A recent development in the Punjab Assembly raises questions about the assembly’s commitment to transparency and accountability, as well as its willingness to uphold the laws it has enacted.
On February 10 of this year, the Punjab Assembly was requested to provide information regarding privilege motions/questions submitted by its members and questions/motions forwarded to the Standing Committees for discussions.
However, the Public Information Officer (PIO) of the Punjab Assembly neither acknowledged the information request nor responded to the question. The matter was brought before the Punjab Information Commission, which prompted the PIO to respond via a letter dated March 27.
In the letter, the PIO refused to provide the requested information, citing section 10(3) of the RTI Act, the Punjab Transparency and Right to Information Act, 2013, and an order passed by the Punjab Information Commission in a complaint titled Hassan Raza vs Punjab Assembly.
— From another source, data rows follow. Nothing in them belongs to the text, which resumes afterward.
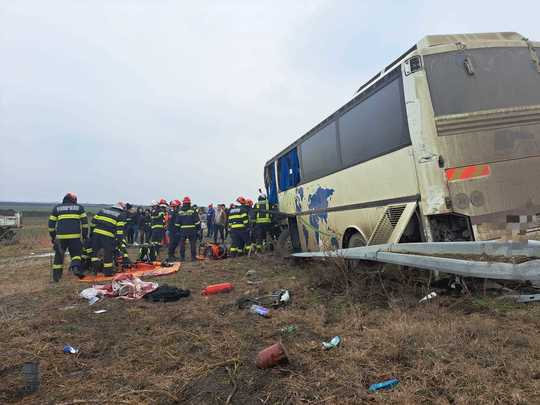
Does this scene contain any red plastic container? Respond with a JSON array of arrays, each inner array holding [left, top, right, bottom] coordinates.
[[255, 342, 289, 369], [201, 282, 234, 296]]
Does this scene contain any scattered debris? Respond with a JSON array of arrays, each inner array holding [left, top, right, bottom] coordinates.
[[280, 325, 297, 335], [63, 345, 79, 354], [255, 342, 289, 369], [368, 378, 400, 393], [322, 336, 342, 351], [202, 282, 234, 296], [502, 293, 540, 303], [271, 289, 291, 308], [419, 292, 437, 303], [94, 309, 107, 314], [59, 305, 77, 311], [92, 274, 159, 300], [22, 361, 39, 394], [249, 304, 271, 318], [144, 285, 191, 302], [80, 287, 103, 305], [245, 270, 263, 285]]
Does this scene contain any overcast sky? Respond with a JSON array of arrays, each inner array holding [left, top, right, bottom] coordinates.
[[1, 0, 539, 205]]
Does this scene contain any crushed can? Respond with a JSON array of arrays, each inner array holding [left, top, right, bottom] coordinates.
[[255, 342, 289, 369]]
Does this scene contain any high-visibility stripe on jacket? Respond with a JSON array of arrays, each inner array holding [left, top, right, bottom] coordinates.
[[151, 208, 165, 229], [228, 205, 250, 230], [91, 207, 126, 242], [175, 205, 201, 229], [254, 200, 271, 224], [48, 203, 88, 240]]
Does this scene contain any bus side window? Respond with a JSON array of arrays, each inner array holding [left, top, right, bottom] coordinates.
[[277, 148, 300, 191], [265, 162, 279, 205]]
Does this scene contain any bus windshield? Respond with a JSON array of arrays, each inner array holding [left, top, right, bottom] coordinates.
[[425, 46, 540, 117]]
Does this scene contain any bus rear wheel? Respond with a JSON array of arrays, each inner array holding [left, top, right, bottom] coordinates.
[[275, 228, 293, 257], [345, 232, 383, 272]]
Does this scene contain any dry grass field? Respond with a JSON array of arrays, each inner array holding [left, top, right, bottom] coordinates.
[[2, 217, 540, 404]]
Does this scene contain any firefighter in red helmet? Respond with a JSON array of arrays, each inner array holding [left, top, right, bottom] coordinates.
[[166, 199, 182, 261], [174, 197, 200, 261], [227, 196, 251, 256], [48, 192, 88, 281]]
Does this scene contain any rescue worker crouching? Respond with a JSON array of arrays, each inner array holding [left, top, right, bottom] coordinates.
[[48, 192, 88, 282], [228, 197, 251, 256], [90, 202, 128, 276], [150, 199, 167, 261], [253, 193, 272, 252], [175, 197, 200, 261]]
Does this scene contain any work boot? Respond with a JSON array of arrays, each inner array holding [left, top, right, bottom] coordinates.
[[52, 268, 63, 282], [70, 264, 85, 279]]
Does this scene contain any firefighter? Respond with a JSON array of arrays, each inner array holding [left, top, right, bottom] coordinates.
[[176, 197, 200, 261], [48, 192, 88, 282], [228, 197, 251, 256], [149, 199, 167, 261], [166, 199, 182, 261], [90, 202, 127, 276], [253, 194, 272, 252]]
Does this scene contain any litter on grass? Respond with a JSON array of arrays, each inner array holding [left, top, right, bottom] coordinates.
[[368, 378, 400, 393], [94, 309, 107, 314], [255, 342, 289, 369], [322, 336, 342, 350], [63, 345, 79, 354], [419, 292, 437, 303]]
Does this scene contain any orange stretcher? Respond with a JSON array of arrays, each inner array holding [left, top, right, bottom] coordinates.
[[78, 261, 181, 283]]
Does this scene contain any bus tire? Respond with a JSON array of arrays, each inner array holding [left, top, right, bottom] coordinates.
[[275, 228, 293, 258], [345, 232, 383, 272]]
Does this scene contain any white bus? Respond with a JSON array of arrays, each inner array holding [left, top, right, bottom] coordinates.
[[264, 32, 540, 253]]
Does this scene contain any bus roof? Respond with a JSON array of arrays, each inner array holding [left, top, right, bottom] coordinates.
[[265, 32, 524, 166]]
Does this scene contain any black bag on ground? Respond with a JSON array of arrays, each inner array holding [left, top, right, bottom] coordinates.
[[144, 284, 191, 302]]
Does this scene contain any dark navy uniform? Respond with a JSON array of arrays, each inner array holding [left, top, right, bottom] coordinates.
[[90, 206, 126, 275], [228, 205, 250, 255], [253, 199, 272, 251], [175, 204, 200, 261], [48, 199, 88, 280], [150, 206, 166, 260]]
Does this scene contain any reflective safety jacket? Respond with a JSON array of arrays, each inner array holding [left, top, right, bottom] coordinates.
[[174, 204, 201, 230], [48, 203, 88, 240], [228, 205, 250, 230], [151, 207, 165, 230], [91, 207, 127, 242], [254, 200, 271, 224]]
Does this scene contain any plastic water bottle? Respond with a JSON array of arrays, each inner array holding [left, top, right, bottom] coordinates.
[[368, 378, 399, 393], [250, 304, 271, 318]]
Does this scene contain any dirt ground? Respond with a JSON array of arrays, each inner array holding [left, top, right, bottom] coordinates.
[[2, 219, 540, 404]]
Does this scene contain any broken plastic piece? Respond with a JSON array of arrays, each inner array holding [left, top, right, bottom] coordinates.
[[419, 292, 437, 303], [280, 325, 297, 335], [368, 378, 399, 393], [322, 336, 342, 350], [63, 345, 79, 354], [94, 309, 107, 314]]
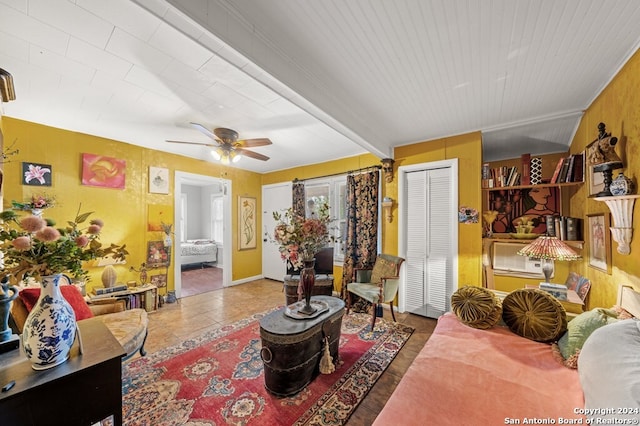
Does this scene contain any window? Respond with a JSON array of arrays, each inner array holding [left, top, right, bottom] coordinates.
[[304, 178, 347, 263], [210, 195, 224, 243]]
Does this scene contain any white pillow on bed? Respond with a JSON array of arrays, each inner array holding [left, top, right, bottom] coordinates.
[[578, 319, 640, 420]]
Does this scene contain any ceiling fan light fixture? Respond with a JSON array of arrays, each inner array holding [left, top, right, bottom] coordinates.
[[211, 149, 221, 161], [231, 151, 242, 163]]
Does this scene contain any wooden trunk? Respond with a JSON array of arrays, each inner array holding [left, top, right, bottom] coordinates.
[[259, 295, 345, 397], [283, 275, 334, 306]]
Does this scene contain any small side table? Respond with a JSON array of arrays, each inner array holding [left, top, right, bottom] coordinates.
[[0, 318, 125, 425]]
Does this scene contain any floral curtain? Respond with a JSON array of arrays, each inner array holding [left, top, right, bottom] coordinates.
[[341, 170, 379, 299], [292, 180, 305, 218]]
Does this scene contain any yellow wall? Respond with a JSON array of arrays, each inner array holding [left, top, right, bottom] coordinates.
[[2, 118, 263, 292], [566, 47, 640, 308]]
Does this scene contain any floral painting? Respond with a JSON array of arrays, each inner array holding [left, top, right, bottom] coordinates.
[[22, 162, 52, 186], [81, 153, 126, 189], [239, 196, 257, 250], [146, 240, 171, 267]]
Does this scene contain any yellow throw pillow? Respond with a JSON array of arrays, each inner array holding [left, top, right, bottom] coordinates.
[[502, 288, 567, 342], [451, 286, 503, 330]]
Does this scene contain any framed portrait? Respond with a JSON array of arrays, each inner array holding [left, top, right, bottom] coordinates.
[[488, 186, 561, 234], [146, 240, 171, 267], [586, 213, 611, 274], [149, 166, 169, 194], [588, 165, 604, 197], [22, 162, 52, 186], [238, 196, 257, 250], [150, 273, 167, 288]]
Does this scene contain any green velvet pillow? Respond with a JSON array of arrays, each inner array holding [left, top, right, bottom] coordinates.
[[451, 286, 503, 329], [369, 257, 398, 284], [502, 288, 567, 342], [557, 308, 619, 367]]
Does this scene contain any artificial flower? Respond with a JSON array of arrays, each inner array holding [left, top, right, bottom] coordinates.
[[273, 202, 333, 270], [0, 206, 128, 283]]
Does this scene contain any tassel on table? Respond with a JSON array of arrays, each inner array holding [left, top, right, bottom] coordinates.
[[319, 336, 335, 374]]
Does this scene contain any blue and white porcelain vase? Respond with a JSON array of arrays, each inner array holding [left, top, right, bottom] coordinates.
[[609, 172, 635, 196], [22, 274, 77, 370]]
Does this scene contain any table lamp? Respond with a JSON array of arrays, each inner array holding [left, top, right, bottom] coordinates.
[[517, 236, 581, 284]]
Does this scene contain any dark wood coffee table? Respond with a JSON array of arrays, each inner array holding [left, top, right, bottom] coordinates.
[[259, 295, 345, 397]]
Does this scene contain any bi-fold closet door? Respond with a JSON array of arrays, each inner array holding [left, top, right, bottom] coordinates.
[[403, 166, 455, 318]]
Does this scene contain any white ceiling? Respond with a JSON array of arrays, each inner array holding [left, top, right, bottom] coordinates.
[[1, 0, 640, 173]]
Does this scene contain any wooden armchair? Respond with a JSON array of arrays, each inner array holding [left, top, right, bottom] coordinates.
[[345, 254, 405, 329]]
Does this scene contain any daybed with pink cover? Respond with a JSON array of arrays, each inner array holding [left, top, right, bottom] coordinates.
[[373, 285, 640, 426]]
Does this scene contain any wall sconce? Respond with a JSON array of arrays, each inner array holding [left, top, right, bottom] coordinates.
[[382, 197, 394, 223], [381, 158, 395, 183]]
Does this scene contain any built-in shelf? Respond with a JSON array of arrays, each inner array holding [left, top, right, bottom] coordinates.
[[482, 181, 583, 191], [594, 195, 640, 255]]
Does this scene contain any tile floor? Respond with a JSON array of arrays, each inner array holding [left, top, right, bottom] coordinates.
[[135, 279, 437, 425]]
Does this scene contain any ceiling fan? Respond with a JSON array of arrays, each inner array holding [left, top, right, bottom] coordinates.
[[166, 123, 271, 164]]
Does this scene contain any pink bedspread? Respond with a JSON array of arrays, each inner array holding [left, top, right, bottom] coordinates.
[[373, 313, 585, 425]]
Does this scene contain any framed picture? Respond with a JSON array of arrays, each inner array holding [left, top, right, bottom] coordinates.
[[146, 240, 171, 267], [586, 213, 611, 273], [239, 196, 257, 250], [488, 187, 561, 234], [150, 273, 167, 288], [588, 165, 604, 197], [81, 153, 126, 189], [149, 166, 169, 194], [22, 162, 52, 186]]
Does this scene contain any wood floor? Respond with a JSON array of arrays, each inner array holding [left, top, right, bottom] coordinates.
[[138, 279, 437, 425]]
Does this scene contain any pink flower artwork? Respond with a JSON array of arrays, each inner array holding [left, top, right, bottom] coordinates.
[[81, 153, 126, 189], [22, 162, 52, 186]]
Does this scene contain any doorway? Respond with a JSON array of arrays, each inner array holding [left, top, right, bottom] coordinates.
[[174, 171, 232, 299], [262, 182, 292, 280]]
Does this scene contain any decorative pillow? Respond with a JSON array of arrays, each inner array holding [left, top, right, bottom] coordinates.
[[578, 319, 640, 419], [369, 257, 398, 284], [502, 288, 567, 342], [556, 308, 619, 368], [19, 285, 94, 321], [451, 286, 502, 329]]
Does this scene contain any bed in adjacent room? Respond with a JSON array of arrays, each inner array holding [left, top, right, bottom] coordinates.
[[180, 239, 217, 268]]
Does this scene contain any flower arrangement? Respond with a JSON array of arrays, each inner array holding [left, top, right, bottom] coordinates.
[[0, 206, 128, 283], [12, 194, 56, 211], [272, 202, 332, 270]]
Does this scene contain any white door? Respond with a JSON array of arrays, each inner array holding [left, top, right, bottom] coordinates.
[[399, 160, 458, 319], [262, 182, 292, 280]]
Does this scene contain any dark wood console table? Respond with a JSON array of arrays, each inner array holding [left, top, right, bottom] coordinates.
[[0, 317, 125, 425]]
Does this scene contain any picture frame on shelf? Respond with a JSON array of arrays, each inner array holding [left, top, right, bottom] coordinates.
[[586, 212, 611, 274], [238, 196, 257, 250], [150, 273, 167, 288], [488, 186, 560, 234], [588, 165, 605, 197]]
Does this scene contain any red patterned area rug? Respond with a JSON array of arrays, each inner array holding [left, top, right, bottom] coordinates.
[[122, 309, 414, 425]]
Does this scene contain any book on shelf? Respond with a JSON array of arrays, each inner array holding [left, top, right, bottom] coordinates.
[[570, 152, 585, 182], [550, 158, 565, 184], [565, 217, 582, 241], [558, 157, 571, 183], [92, 283, 128, 295], [565, 155, 576, 183], [521, 154, 531, 186]]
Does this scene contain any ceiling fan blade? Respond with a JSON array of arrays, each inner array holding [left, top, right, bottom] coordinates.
[[238, 138, 272, 148], [236, 148, 270, 161], [189, 122, 218, 141], [166, 140, 217, 148]]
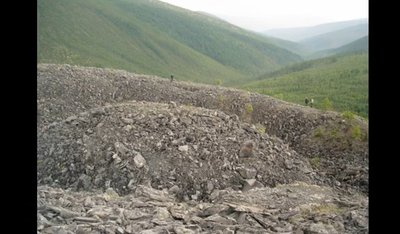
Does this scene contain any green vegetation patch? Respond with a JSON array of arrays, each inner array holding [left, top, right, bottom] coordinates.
[[241, 53, 368, 118], [309, 156, 321, 169], [38, 0, 302, 86]]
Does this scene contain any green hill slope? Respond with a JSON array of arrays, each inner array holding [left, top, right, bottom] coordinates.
[[240, 53, 368, 118], [38, 0, 302, 85], [309, 36, 368, 59], [262, 36, 312, 58]]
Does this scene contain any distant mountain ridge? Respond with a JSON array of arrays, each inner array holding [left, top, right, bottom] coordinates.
[[263, 19, 368, 42], [300, 23, 368, 52], [309, 36, 368, 59], [38, 0, 302, 85]]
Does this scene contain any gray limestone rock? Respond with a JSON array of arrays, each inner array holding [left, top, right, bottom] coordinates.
[[134, 153, 146, 168]]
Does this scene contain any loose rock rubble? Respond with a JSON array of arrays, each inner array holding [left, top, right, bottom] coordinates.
[[38, 182, 368, 233], [37, 64, 368, 194], [37, 64, 368, 233], [38, 101, 315, 200]]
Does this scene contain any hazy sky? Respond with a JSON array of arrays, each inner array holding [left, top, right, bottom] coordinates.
[[159, 0, 368, 31]]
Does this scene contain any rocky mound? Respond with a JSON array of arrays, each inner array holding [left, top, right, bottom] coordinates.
[[37, 63, 369, 233], [38, 182, 368, 233], [38, 64, 368, 194], [38, 100, 316, 200]]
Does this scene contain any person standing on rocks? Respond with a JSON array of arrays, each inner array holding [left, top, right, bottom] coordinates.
[[170, 74, 174, 82], [310, 98, 314, 107], [305, 97, 309, 106]]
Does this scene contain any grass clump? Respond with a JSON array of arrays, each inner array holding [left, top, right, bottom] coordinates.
[[254, 123, 266, 134], [322, 98, 333, 110], [309, 156, 321, 169], [215, 79, 223, 86], [342, 110, 355, 120], [245, 103, 254, 114], [351, 124, 362, 140], [313, 127, 325, 138]]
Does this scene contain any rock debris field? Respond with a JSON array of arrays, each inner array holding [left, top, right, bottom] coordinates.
[[37, 64, 368, 233]]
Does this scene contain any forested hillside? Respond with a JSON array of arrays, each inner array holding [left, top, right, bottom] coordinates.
[[38, 0, 302, 85], [240, 52, 368, 118], [309, 36, 368, 59]]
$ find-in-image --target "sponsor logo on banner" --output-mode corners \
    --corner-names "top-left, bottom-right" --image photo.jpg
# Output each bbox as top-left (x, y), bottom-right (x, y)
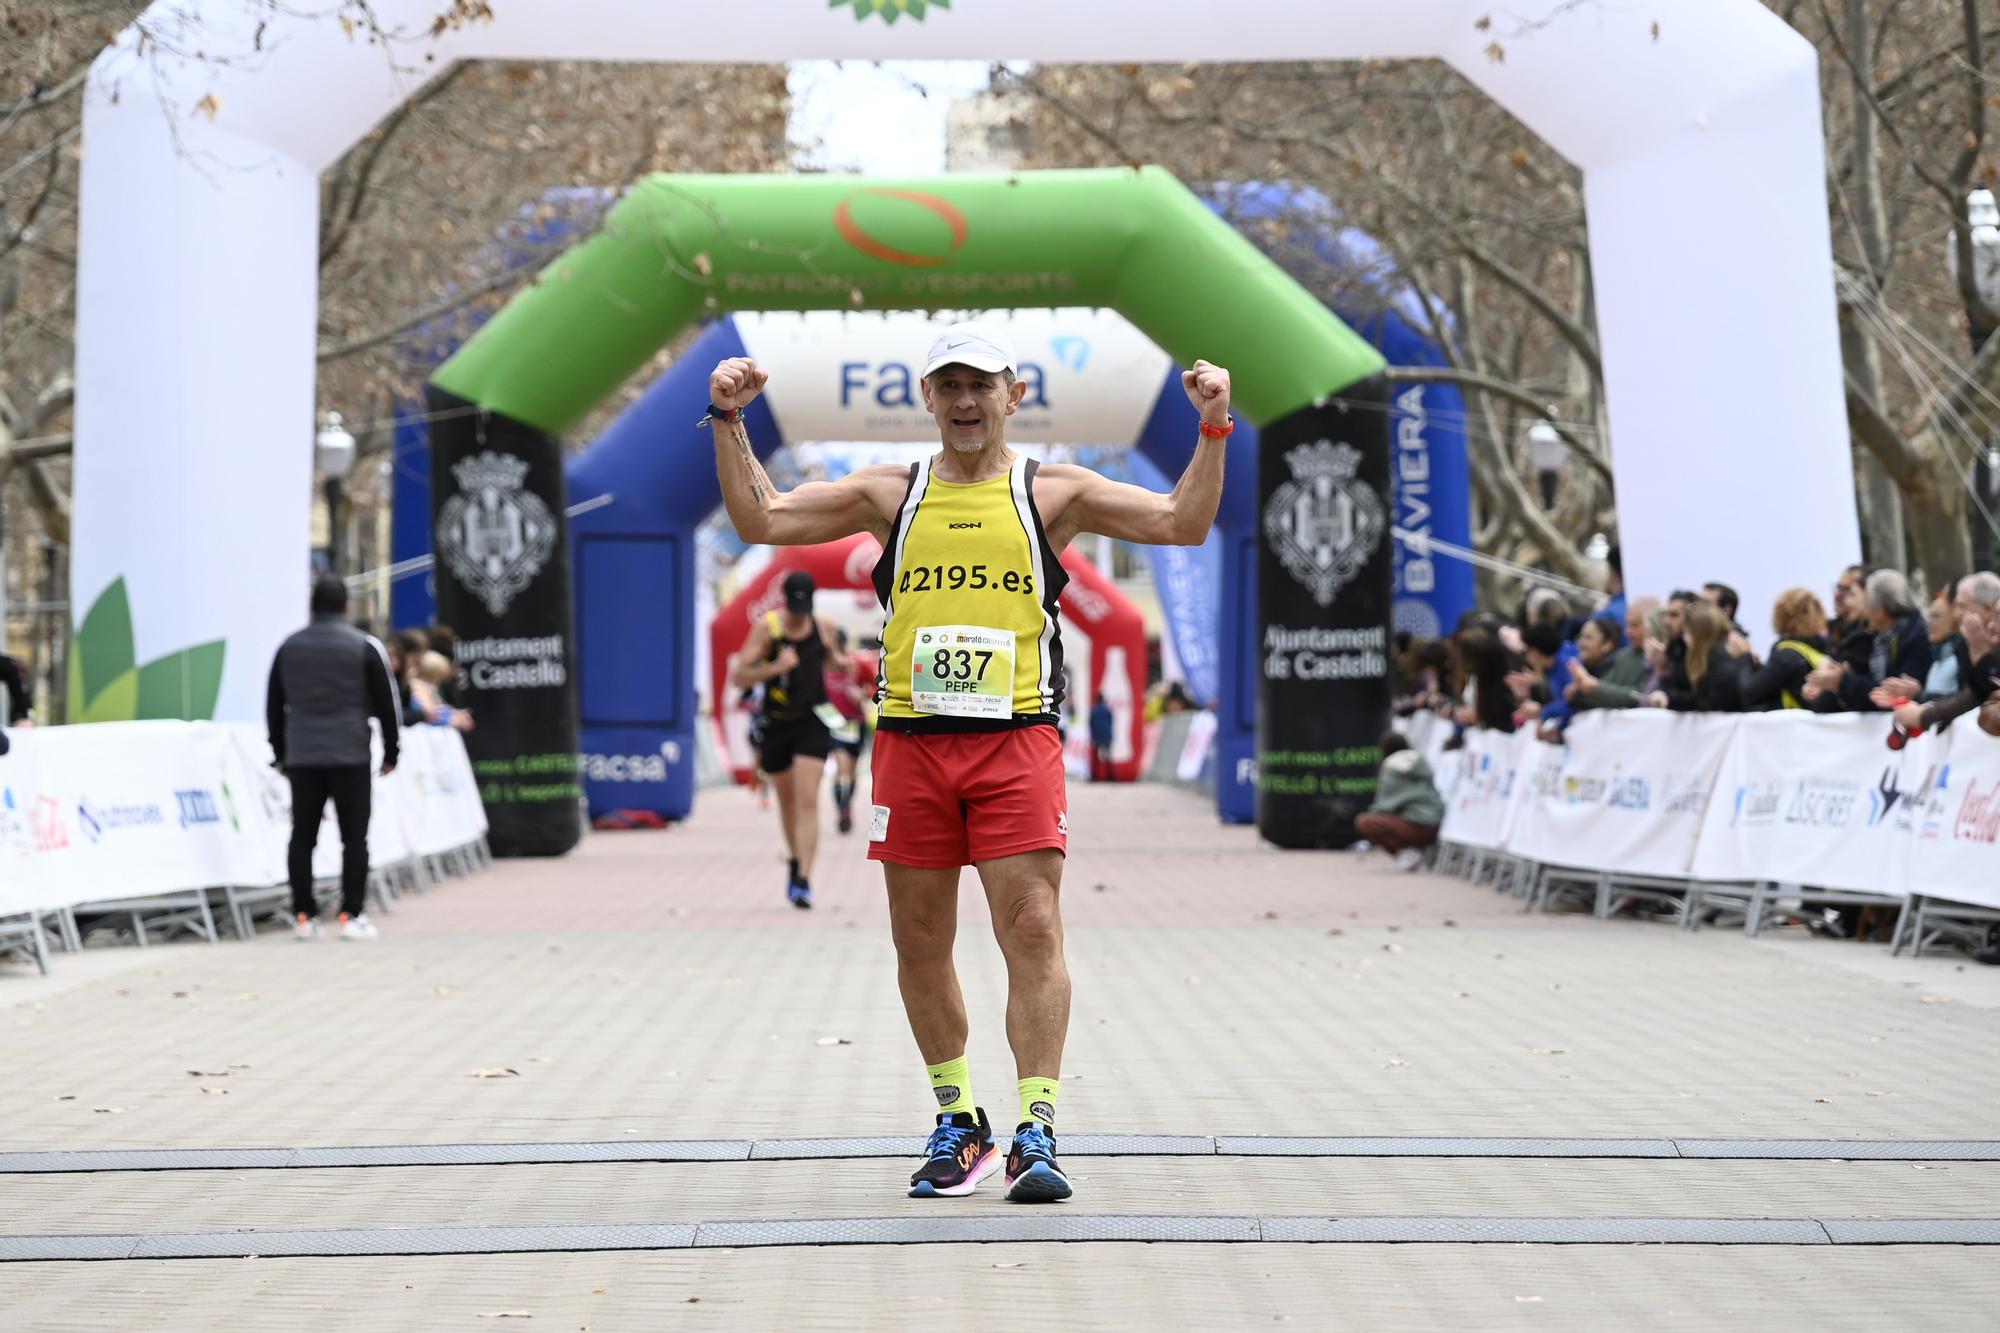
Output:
top-left (30, 795), bottom-right (67, 852)
top-left (436, 452), bottom-right (558, 617)
top-left (1731, 781), bottom-right (1782, 828)
top-left (584, 742), bottom-right (682, 784)
top-left (1391, 385), bottom-right (1440, 637)
top-left (1606, 777), bottom-right (1650, 812)
top-left (1263, 442), bottom-right (1386, 609)
top-left (1661, 775), bottom-right (1709, 817)
top-left (75, 798), bottom-right (166, 843)
top-left (1953, 778), bottom-right (2000, 844)
top-left (1783, 778), bottom-right (1864, 830)
top-left (0, 788), bottom-right (29, 858)
top-left (1919, 765), bottom-right (1954, 841)
top-left (834, 189), bottom-right (968, 267)
top-left (829, 0), bottom-right (950, 25)
top-left (175, 789), bottom-right (221, 830)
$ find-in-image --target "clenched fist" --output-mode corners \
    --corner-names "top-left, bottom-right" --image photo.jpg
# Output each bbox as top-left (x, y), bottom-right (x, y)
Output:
top-left (1182, 359), bottom-right (1231, 427)
top-left (710, 357), bottom-right (769, 412)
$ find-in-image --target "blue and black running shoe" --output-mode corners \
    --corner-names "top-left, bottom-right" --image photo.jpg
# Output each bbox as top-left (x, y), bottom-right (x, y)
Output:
top-left (787, 877), bottom-right (813, 910)
top-left (908, 1108), bottom-right (999, 1198)
top-left (1005, 1121), bottom-right (1072, 1202)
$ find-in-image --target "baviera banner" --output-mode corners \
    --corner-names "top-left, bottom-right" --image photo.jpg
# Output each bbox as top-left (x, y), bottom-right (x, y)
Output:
top-left (426, 387), bottom-right (582, 857)
top-left (1256, 376), bottom-right (1394, 847)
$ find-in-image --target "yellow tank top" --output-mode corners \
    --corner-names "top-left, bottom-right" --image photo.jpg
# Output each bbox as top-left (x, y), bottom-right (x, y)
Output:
top-left (872, 455), bottom-right (1069, 730)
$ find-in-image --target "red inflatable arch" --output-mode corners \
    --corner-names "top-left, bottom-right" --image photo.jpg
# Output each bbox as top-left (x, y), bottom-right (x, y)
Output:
top-left (709, 534), bottom-right (1148, 782)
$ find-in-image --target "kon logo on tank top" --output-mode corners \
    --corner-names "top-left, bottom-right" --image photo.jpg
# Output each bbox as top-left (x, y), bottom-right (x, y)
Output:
top-left (872, 456), bottom-right (1069, 730)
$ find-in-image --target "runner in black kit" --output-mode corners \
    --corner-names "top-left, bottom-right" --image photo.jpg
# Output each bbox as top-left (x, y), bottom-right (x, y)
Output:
top-left (729, 570), bottom-right (848, 907)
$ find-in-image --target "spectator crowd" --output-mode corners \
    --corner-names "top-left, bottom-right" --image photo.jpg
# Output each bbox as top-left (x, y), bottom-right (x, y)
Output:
top-left (1395, 548), bottom-right (2000, 744)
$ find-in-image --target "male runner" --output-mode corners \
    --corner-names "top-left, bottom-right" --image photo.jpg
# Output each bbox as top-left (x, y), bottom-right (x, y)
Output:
top-left (709, 323), bottom-right (1231, 1201)
top-left (728, 569), bottom-right (848, 908)
top-left (824, 628), bottom-right (875, 834)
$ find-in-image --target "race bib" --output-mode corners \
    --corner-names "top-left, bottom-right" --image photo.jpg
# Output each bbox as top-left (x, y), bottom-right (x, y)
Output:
top-left (812, 702), bottom-right (846, 732)
top-left (911, 625), bottom-right (1016, 719)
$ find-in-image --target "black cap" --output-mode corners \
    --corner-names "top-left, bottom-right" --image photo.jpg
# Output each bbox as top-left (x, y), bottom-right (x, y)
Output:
top-left (782, 570), bottom-right (816, 614)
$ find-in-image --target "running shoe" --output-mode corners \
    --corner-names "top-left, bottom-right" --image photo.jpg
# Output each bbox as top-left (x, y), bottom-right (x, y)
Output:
top-left (1005, 1121), bottom-right (1073, 1203)
top-left (787, 878), bottom-right (814, 910)
top-left (909, 1108), bottom-right (1000, 1198)
top-left (338, 913), bottom-right (379, 941)
top-left (292, 913), bottom-right (321, 942)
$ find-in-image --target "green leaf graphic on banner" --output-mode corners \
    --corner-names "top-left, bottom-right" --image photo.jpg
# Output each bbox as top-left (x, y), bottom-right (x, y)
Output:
top-left (74, 668), bottom-right (138, 724)
top-left (68, 578), bottom-right (228, 722)
top-left (830, 0), bottom-right (947, 23)
top-left (73, 576), bottom-right (136, 705)
top-left (135, 642), bottom-right (227, 721)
The order states that citizens can only seek one category of specific information per RTI application with necessary details and an adequate description. The letter deemed the application “not maintainable” based on the Commission’s decision under section 10(3) of the act.
In response to the objection raised by the Punjab Assembly, the Punjab Information Commission passed an order on Monday, stating that the Commission disagrees with the objection that adequate description and necessary details were not provided.
However, the complainant should have filed separate applications for questions forwarded to the standing committee along with recommendations, privileges reports, and copies of the standing committee on privileges report. To make the furnishing of information practicable, the commission decided that the PIO may provide all three categories of information one by one.
It is worth noting that a similar information request was also made to the National Assembly on November 08, 2021. The matter was heard by the Pakistan Information Commission, which on June 01, 2022, passed a detailed verdict allowing the appeal and directing the National Assembly to provide the requested information.
The Commission’s order states that the requested information is a public record as defined under the Right of Access to Information Act, 2017. Citizens have the fundamental and statutory right to access the record and information, and it is a matter of public importance.
The Punjab Assembly’s refusal to provide the requested information raises concerns about its commitment to transparency and accountability. As lawmakers, they have a responsibility to uphold the laws they have enacted, including the Punjab Transparency and Right to Information Act. It remains to be seen if the Punjab Information Commission will take further action to ensure the assembly complies with the law.